Posted on 02 Oct 2013 @ 3:46pm by Lieutenant Lilou Zaren

810 words; about a 4 minute read

[ON]

My human mother had a saying: 'whistling for the devil'. She used to say it under her breath, or in a wry, laughing kind of manner whenever someone said something that, she thought, was hailing defeat. Like when my uncle Jethrod muttered that contacting the Trill Commission for permission to return to the planet was a death wish. Or when Ketrex said there was no way that the tri-colloidal engine he'd manufactured in his lab could possibly explode. Whistling for the devil.

What would she have said to this? Months spent on building a holographic protocol in which to battle the demons that faced me in my mind. Years spent fighting and running and practicing different techniques for combat and evasion based on every recorded detail of Borg assimilation and contact. And now they were actually here. And all my training and running and jumping and bleeding and cursing was for nothing because nothing, no program and no research and no theoretical dissertation, could compare to the real thing. And wasn't that always the case? Nothing is ever what you think it will be. Starfleet was supposed to be my chance to shine and it taught me how to shut up and be less. Now I was about to be nothing at all. Whistling for the devil.

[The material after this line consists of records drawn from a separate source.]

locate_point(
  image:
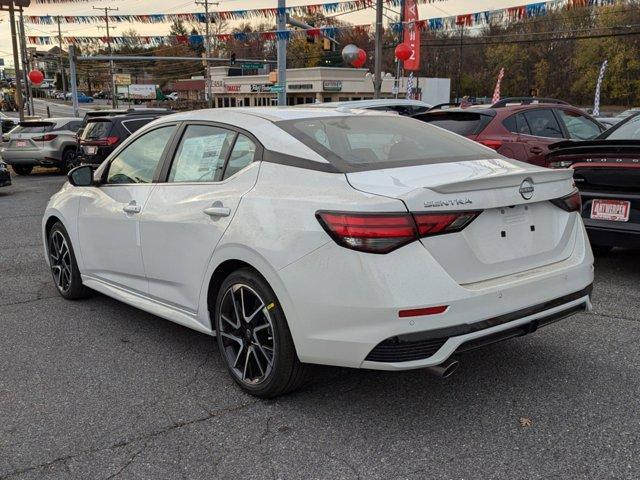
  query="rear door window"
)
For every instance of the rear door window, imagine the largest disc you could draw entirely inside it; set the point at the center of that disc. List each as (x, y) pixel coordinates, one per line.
(578, 126)
(627, 131)
(243, 153)
(517, 124)
(97, 129)
(201, 154)
(462, 123)
(543, 123)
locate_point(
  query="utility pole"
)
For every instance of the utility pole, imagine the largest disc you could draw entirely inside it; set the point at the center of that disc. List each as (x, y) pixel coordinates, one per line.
(16, 60)
(61, 59)
(377, 79)
(282, 54)
(114, 93)
(459, 87)
(73, 79)
(25, 65)
(208, 48)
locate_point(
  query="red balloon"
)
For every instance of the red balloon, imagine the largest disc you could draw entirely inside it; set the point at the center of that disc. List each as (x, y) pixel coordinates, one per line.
(403, 52)
(360, 61)
(36, 77)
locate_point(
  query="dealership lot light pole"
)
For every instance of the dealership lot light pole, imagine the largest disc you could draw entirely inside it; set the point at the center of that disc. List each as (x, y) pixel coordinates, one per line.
(10, 6)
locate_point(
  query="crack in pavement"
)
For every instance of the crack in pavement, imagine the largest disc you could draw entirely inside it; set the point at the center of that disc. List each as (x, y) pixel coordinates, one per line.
(128, 463)
(28, 301)
(144, 438)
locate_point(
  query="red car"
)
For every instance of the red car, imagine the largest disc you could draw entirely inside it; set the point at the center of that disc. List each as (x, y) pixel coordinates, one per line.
(521, 128)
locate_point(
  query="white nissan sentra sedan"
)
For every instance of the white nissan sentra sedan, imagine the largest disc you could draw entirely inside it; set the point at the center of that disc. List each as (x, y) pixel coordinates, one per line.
(312, 236)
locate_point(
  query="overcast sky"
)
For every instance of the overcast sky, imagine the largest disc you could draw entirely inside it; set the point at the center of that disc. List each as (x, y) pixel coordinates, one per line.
(438, 9)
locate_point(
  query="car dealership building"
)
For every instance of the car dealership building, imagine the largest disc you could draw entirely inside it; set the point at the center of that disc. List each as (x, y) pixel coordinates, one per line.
(319, 84)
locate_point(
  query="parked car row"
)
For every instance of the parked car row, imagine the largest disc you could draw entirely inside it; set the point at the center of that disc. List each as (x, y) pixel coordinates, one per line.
(65, 142)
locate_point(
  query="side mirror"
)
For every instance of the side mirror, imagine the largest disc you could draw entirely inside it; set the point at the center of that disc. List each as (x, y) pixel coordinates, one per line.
(81, 176)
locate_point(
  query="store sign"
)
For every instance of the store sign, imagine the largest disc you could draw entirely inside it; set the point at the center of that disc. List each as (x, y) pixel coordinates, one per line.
(300, 86)
(217, 86)
(122, 79)
(261, 88)
(332, 85)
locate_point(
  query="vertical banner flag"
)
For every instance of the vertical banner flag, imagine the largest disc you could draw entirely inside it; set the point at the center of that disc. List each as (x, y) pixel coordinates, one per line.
(496, 92)
(596, 100)
(411, 34)
(410, 87)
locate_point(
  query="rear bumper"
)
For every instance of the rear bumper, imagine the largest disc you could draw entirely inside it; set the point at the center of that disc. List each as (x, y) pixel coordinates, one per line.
(40, 156)
(347, 304)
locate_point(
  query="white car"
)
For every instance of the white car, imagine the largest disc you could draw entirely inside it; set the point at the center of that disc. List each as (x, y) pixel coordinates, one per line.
(301, 236)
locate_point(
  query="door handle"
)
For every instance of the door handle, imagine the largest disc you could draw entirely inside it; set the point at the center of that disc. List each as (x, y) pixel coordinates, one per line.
(132, 208)
(217, 211)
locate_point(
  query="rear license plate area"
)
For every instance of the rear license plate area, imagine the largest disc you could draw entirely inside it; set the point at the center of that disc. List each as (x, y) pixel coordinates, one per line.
(611, 210)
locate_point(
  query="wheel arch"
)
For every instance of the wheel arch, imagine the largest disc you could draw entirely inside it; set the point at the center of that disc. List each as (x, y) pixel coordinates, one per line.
(226, 261)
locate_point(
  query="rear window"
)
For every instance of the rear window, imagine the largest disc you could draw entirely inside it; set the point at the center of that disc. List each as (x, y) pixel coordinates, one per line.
(462, 123)
(628, 131)
(354, 143)
(97, 129)
(133, 125)
(40, 127)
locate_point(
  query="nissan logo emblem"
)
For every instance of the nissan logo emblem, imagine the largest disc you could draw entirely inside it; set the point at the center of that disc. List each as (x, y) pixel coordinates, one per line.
(526, 189)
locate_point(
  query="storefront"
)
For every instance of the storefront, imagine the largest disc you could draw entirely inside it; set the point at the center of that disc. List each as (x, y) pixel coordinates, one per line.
(319, 84)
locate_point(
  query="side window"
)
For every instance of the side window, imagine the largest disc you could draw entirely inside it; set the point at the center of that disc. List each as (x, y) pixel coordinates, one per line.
(201, 154)
(517, 124)
(543, 123)
(243, 153)
(579, 126)
(138, 162)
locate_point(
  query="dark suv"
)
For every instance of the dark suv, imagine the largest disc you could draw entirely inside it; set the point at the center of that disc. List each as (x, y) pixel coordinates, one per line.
(101, 135)
(521, 128)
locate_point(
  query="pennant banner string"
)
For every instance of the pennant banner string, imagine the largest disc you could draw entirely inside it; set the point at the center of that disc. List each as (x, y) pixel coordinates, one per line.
(478, 19)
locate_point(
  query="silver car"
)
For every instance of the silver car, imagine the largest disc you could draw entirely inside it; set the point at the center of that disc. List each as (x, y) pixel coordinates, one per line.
(49, 142)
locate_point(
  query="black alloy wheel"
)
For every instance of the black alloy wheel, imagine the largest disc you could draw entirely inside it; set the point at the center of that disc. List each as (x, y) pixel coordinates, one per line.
(253, 337)
(64, 268)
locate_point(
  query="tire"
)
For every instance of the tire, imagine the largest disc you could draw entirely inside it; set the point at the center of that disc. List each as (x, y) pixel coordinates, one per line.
(22, 169)
(68, 160)
(601, 249)
(64, 268)
(245, 345)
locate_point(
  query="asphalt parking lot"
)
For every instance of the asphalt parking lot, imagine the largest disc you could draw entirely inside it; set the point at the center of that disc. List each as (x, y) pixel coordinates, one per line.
(98, 390)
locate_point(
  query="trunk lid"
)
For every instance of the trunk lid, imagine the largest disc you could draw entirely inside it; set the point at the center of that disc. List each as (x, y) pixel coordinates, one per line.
(518, 229)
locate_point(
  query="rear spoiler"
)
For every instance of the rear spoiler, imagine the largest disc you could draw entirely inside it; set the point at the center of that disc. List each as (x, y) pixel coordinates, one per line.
(503, 180)
(568, 147)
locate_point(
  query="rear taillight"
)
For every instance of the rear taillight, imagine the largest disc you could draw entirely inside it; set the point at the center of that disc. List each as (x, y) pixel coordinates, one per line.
(495, 144)
(384, 232)
(570, 203)
(45, 138)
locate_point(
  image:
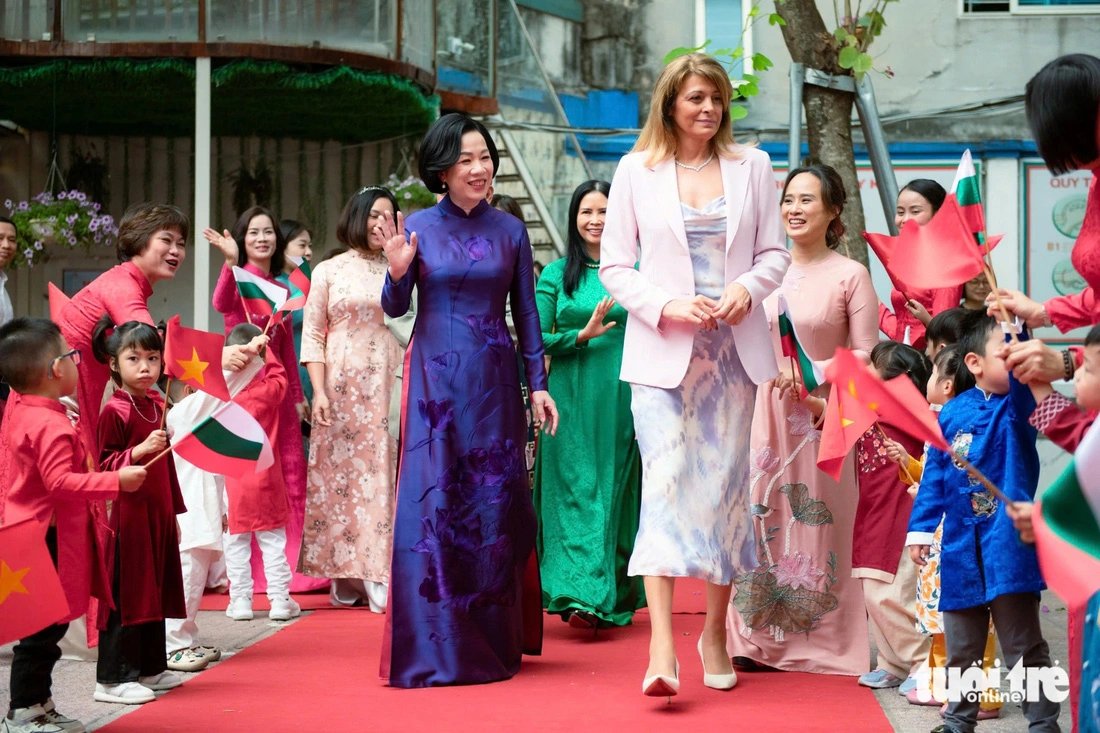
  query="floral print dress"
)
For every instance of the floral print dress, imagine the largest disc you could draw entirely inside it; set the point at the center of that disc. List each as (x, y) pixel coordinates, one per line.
(353, 463)
(801, 609)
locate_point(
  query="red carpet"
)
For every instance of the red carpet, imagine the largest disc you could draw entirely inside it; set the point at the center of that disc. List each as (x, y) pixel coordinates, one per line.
(321, 674)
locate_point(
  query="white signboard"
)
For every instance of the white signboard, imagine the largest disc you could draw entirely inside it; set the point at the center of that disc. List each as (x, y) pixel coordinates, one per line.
(1054, 209)
(876, 221)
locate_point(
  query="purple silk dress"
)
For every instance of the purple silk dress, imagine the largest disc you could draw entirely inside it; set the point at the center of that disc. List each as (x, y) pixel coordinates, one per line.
(464, 527)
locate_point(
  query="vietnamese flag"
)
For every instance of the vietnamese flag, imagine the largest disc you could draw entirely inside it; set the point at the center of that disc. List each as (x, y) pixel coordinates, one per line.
(229, 442)
(846, 419)
(31, 594)
(299, 285)
(261, 296)
(938, 254)
(57, 302)
(194, 358)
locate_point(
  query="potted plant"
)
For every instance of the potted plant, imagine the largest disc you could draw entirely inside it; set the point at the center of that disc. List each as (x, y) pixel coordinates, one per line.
(68, 220)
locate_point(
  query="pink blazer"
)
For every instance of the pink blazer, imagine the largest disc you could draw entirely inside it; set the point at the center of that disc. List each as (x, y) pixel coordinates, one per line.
(644, 214)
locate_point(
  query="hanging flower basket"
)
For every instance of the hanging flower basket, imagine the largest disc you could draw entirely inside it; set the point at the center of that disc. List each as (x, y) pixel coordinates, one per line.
(411, 194)
(47, 225)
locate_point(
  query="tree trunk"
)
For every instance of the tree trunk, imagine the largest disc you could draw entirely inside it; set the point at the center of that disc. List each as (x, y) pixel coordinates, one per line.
(828, 112)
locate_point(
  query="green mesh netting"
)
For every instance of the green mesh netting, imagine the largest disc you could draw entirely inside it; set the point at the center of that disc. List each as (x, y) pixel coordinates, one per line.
(156, 97)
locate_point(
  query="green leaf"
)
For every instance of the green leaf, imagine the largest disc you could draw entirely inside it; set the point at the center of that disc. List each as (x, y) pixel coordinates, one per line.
(847, 57)
(761, 63)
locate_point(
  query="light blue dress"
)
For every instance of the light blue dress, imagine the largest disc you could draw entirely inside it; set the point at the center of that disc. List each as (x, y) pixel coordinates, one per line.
(694, 441)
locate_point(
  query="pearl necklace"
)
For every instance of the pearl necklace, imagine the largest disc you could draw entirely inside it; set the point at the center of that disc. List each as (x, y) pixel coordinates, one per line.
(151, 422)
(699, 167)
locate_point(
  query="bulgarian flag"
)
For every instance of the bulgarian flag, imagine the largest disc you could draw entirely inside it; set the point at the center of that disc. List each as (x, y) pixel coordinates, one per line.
(261, 296)
(1067, 526)
(229, 442)
(966, 192)
(812, 374)
(299, 285)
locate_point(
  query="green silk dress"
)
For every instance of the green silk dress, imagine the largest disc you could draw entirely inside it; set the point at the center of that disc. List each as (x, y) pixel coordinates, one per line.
(587, 478)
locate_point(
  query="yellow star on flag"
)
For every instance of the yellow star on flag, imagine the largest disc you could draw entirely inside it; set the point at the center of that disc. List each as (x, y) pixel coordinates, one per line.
(11, 581)
(194, 369)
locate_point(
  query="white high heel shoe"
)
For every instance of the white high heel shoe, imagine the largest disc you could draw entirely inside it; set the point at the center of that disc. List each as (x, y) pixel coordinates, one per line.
(661, 686)
(716, 681)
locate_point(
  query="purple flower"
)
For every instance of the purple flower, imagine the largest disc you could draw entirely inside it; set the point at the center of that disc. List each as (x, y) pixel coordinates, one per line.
(492, 330)
(477, 248)
(438, 415)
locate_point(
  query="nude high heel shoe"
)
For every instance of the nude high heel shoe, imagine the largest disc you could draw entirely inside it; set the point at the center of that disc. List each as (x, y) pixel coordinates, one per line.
(716, 681)
(661, 686)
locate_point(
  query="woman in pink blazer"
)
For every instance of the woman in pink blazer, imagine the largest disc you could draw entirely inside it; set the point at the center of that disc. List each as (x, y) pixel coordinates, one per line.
(699, 216)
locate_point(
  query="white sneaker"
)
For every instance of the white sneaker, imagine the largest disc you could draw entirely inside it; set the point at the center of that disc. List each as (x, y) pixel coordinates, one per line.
(29, 720)
(187, 660)
(161, 682)
(284, 609)
(240, 608)
(127, 693)
(64, 722)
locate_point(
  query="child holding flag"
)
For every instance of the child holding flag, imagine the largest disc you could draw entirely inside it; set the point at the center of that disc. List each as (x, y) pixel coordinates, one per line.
(147, 587)
(257, 502)
(53, 481)
(985, 570)
(248, 293)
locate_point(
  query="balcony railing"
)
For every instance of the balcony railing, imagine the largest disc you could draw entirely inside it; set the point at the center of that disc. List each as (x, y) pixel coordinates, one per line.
(399, 30)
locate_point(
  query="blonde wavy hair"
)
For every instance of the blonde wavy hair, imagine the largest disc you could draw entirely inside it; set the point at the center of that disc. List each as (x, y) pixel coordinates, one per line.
(660, 138)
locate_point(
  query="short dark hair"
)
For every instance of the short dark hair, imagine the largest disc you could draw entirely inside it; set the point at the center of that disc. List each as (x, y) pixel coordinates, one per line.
(241, 228)
(944, 327)
(576, 253)
(143, 220)
(893, 359)
(292, 228)
(1063, 106)
(974, 332)
(109, 340)
(508, 205)
(833, 195)
(442, 145)
(26, 348)
(927, 188)
(950, 364)
(242, 334)
(352, 230)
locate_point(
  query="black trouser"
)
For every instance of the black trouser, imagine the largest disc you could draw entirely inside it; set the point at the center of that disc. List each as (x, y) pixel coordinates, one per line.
(1016, 620)
(127, 653)
(34, 657)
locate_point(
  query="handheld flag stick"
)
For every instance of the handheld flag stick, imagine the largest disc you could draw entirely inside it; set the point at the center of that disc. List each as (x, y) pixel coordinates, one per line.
(980, 477)
(157, 457)
(903, 468)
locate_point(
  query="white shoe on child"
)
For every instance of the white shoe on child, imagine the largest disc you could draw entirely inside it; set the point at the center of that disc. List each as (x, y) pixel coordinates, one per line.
(29, 720)
(127, 693)
(284, 609)
(187, 660)
(161, 682)
(240, 608)
(64, 722)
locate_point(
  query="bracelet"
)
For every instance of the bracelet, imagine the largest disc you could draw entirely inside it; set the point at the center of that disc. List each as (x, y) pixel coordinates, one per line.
(1068, 363)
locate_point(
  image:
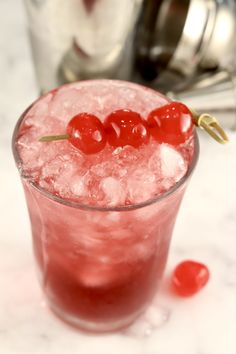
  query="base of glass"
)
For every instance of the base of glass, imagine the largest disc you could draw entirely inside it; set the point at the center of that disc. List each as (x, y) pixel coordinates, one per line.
(94, 327)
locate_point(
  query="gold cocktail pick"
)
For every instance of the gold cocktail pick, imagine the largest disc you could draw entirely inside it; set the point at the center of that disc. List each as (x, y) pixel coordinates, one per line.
(211, 125)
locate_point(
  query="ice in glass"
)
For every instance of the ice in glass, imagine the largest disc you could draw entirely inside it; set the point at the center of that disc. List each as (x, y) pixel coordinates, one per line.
(101, 223)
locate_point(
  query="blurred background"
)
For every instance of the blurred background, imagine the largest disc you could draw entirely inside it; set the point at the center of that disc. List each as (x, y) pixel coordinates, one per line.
(185, 48)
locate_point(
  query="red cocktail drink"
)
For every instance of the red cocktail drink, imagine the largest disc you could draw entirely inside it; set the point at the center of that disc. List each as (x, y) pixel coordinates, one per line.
(101, 223)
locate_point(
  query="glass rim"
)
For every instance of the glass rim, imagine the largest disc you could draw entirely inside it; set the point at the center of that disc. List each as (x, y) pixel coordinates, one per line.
(84, 206)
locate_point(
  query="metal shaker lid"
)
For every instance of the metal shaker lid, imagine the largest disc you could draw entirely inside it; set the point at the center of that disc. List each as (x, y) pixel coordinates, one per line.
(185, 36)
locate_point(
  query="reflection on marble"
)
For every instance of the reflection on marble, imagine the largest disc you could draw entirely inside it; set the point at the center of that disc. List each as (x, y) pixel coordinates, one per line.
(205, 231)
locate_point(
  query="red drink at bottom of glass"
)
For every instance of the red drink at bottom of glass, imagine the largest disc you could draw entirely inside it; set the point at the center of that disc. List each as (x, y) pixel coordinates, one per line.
(100, 260)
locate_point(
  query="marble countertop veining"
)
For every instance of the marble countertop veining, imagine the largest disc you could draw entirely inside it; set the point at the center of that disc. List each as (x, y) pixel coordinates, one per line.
(205, 230)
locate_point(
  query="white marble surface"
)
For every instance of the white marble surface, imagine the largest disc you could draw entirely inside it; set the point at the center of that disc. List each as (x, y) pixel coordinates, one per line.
(205, 230)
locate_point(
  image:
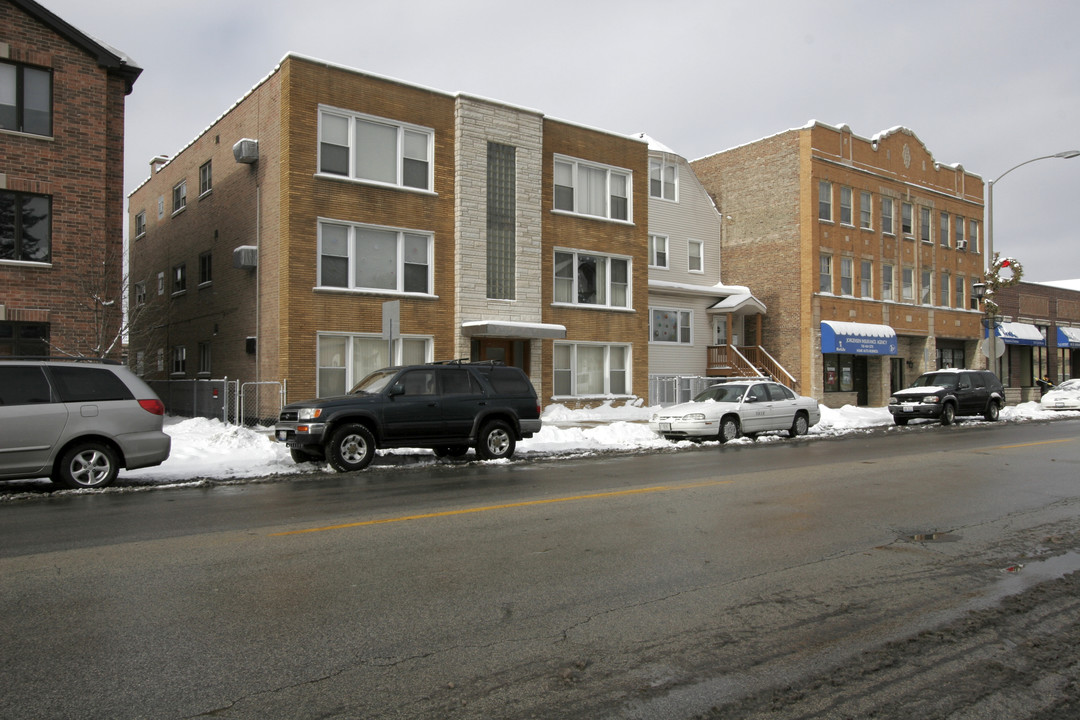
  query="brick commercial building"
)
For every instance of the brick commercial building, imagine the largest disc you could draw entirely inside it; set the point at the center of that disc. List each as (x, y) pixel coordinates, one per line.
(863, 250)
(334, 221)
(62, 134)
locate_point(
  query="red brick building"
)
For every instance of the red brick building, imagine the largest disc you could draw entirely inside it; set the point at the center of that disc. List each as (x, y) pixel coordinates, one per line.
(62, 133)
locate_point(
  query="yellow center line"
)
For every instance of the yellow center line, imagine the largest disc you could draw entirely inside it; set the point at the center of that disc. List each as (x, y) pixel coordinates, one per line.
(1027, 445)
(486, 508)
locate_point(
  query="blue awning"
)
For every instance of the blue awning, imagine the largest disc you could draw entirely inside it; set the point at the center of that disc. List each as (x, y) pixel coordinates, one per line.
(856, 338)
(1068, 337)
(1021, 334)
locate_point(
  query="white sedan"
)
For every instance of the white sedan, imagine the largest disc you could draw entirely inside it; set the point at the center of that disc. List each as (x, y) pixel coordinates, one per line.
(1065, 396)
(724, 412)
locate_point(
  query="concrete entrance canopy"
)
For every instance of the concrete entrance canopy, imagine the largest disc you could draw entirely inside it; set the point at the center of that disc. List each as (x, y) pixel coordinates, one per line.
(495, 328)
(856, 339)
(1021, 334)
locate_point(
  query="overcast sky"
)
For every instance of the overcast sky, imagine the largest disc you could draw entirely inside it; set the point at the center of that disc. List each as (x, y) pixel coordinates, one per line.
(984, 83)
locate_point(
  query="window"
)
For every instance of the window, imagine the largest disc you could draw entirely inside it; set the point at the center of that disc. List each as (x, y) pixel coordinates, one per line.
(925, 216)
(205, 178)
(25, 227)
(346, 360)
(179, 279)
(658, 252)
(887, 216)
(584, 369)
(26, 98)
(847, 272)
(179, 360)
(204, 358)
(825, 201)
(362, 257)
(663, 179)
(694, 250)
(865, 211)
(667, 325)
(205, 268)
(593, 280)
(595, 190)
(501, 221)
(179, 197)
(375, 150)
(825, 275)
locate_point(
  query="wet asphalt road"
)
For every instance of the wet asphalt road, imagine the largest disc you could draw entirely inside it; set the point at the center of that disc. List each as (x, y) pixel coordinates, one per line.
(645, 585)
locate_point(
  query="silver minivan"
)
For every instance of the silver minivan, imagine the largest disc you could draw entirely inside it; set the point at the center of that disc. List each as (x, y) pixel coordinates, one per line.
(77, 422)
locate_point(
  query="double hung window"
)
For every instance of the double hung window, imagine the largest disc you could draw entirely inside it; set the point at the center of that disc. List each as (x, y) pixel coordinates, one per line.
(375, 150)
(368, 258)
(588, 189)
(590, 279)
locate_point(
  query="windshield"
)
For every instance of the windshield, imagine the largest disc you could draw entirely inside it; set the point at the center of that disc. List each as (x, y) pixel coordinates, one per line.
(374, 382)
(946, 380)
(728, 393)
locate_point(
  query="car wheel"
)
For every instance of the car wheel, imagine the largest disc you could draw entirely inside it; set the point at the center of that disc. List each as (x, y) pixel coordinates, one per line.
(351, 448)
(88, 465)
(450, 451)
(496, 442)
(729, 429)
(799, 425)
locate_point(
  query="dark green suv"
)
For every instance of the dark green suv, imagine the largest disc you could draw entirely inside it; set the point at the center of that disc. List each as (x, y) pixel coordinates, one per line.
(448, 407)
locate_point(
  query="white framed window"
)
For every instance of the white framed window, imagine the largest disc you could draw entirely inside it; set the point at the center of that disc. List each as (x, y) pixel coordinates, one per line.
(847, 275)
(825, 273)
(360, 257)
(374, 149)
(846, 209)
(825, 201)
(179, 197)
(594, 190)
(887, 216)
(671, 325)
(694, 254)
(590, 279)
(663, 179)
(658, 252)
(345, 358)
(591, 369)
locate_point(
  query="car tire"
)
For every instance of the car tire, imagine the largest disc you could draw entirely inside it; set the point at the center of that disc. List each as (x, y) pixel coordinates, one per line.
(496, 440)
(729, 430)
(800, 425)
(351, 448)
(86, 465)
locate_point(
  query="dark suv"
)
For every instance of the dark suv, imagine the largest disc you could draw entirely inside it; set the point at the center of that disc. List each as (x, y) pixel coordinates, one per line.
(77, 421)
(447, 407)
(945, 394)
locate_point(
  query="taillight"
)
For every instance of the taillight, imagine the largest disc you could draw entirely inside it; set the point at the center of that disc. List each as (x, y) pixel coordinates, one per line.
(153, 407)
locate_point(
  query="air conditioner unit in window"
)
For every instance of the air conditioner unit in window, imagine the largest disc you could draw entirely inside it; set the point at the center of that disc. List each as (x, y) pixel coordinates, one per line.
(246, 151)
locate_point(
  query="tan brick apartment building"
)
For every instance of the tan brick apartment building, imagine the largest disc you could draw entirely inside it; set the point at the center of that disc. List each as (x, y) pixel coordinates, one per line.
(863, 249)
(62, 133)
(270, 247)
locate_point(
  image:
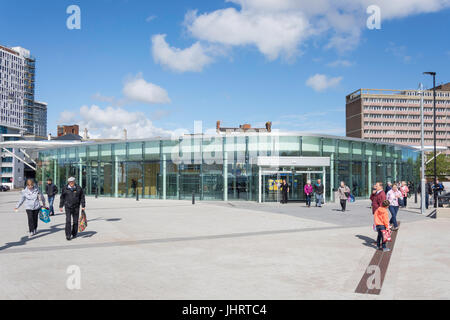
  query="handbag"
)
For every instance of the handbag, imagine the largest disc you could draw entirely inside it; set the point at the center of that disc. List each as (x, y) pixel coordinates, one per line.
(44, 215)
(386, 235)
(82, 224)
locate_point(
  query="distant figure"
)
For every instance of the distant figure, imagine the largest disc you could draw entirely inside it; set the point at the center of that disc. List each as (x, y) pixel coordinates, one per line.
(51, 190)
(284, 191)
(388, 187)
(344, 193)
(393, 196)
(31, 196)
(381, 222)
(72, 196)
(318, 190)
(308, 189)
(133, 186)
(377, 197)
(404, 190)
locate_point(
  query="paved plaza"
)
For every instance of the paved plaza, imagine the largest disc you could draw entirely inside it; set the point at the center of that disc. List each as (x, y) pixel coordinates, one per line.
(155, 249)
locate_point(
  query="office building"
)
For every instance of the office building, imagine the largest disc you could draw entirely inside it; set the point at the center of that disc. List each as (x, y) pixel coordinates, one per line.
(394, 116)
(20, 114)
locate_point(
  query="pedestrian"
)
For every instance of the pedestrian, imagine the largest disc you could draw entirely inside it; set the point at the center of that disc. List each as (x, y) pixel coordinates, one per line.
(404, 190)
(30, 196)
(344, 194)
(381, 221)
(377, 197)
(308, 189)
(393, 196)
(51, 190)
(318, 190)
(388, 187)
(284, 191)
(72, 196)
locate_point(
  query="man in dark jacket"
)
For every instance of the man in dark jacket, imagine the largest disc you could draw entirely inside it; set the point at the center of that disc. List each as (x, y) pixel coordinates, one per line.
(377, 196)
(318, 190)
(72, 196)
(51, 190)
(284, 191)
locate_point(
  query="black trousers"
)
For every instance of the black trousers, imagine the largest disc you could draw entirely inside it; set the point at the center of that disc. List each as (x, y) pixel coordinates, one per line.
(284, 199)
(72, 226)
(32, 219)
(343, 204)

What is there to me, really? Born in a machine in space. Befriended machines in space. Learned how to fix machines in space. How was I any different than the Borg that so terrified me? I was a cog in a machine, same as them. I tried not to be any more or less than my peers, same as them. Well, maybe they didn't have to try. The main thing, it seems to me at this moment, that separates me from them is fear. Fear and a lack of nanoprobes infiltrating my system, but mostly fear. Emotions. The bane of my existence. What have emotions ever done for me, really? Sweat. Shaking. Drinking to excess. Self-destructive behaviors. Risk. Anxiety. That pressure in my chest. The pounding in my head. Stuttering. Who needs it? Whistling for the devil.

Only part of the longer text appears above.